Acceleration = Net force / Total mass

Where:
Total mass = mass1 + mass2

Finally, we can calculate the gravity using the acceleration and the time it takes for the 110g mass to fall, as follows:

Gravity = 2 * Distance / (Time^2)

Where:
Distance is the height of the 110g mass (1 meter in this case)
Time is the time it takes for the 110g mass to fall (0.3 seconds in this case)

By plugging in the given values, we can calculate the gravity on planet X as follows:

Net force = (110g * gravity) - (100g * gravity)
Total mass = 100g + 110g
Acceleration = Net force / Total mass
Gravity = 2 * 1 meter / (0.3 seconds)^2

Calculating these values will give you the gravity on planet X.

To determine the gravity on planet X using Atwood's machine, we can use the formula:

g = (m2 - m1) * (2π / T)²

Where:
g = gravity on planet X
m1 = mass 1 (100g)
m2 = mass 2 (110g)
T = time taken for mass 2 to fall (0.3 seconds)

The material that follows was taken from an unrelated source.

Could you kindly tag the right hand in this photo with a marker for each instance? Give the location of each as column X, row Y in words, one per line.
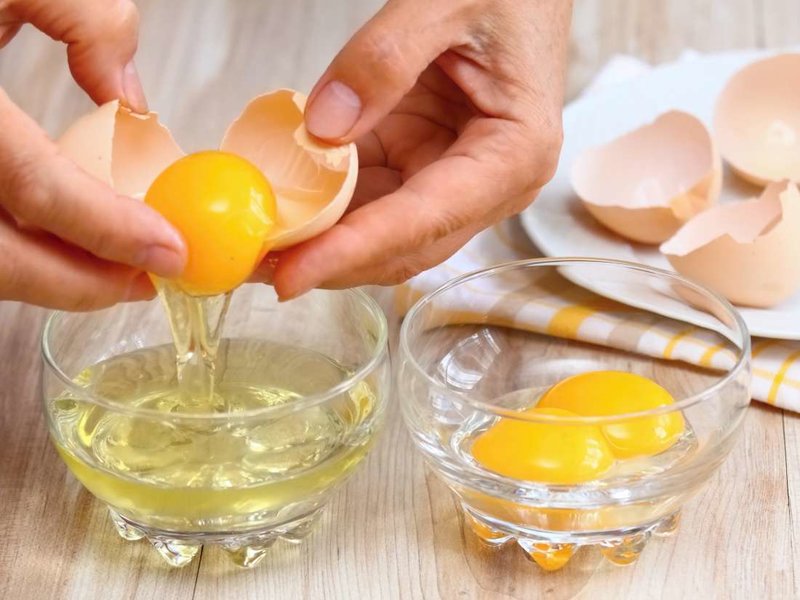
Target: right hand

First, convert the masses from grams to kilograms:
m1 = 100g = 0.1kg
m2 = 110g = 0.11kg

Next, substitute the values into the formula and solve for g:
g = (0.11kg - 0.1kg) * (2π / 0.3s)²

Now, calculate the expression within the parentheses:
g = 0.01kg * (2π / 0.3s)²

To solve this equation further, we need to use the value of π, which is approximately 3.14. We also need to square the fraction (2π / 0.3s)²:

g = 0.01kg * (2 * 3.14 / 0.3s)²

g = 0.01kg * (6.28 / 0.3s)²

Now, calculate the square of the fraction:
g = 0.01kg * (20.93s²)
g = 0.2093 kg * s²

Therefore, the gravity on planet X, as determined by the Atwood's machine, is approximately 0.2093 kg*m/s².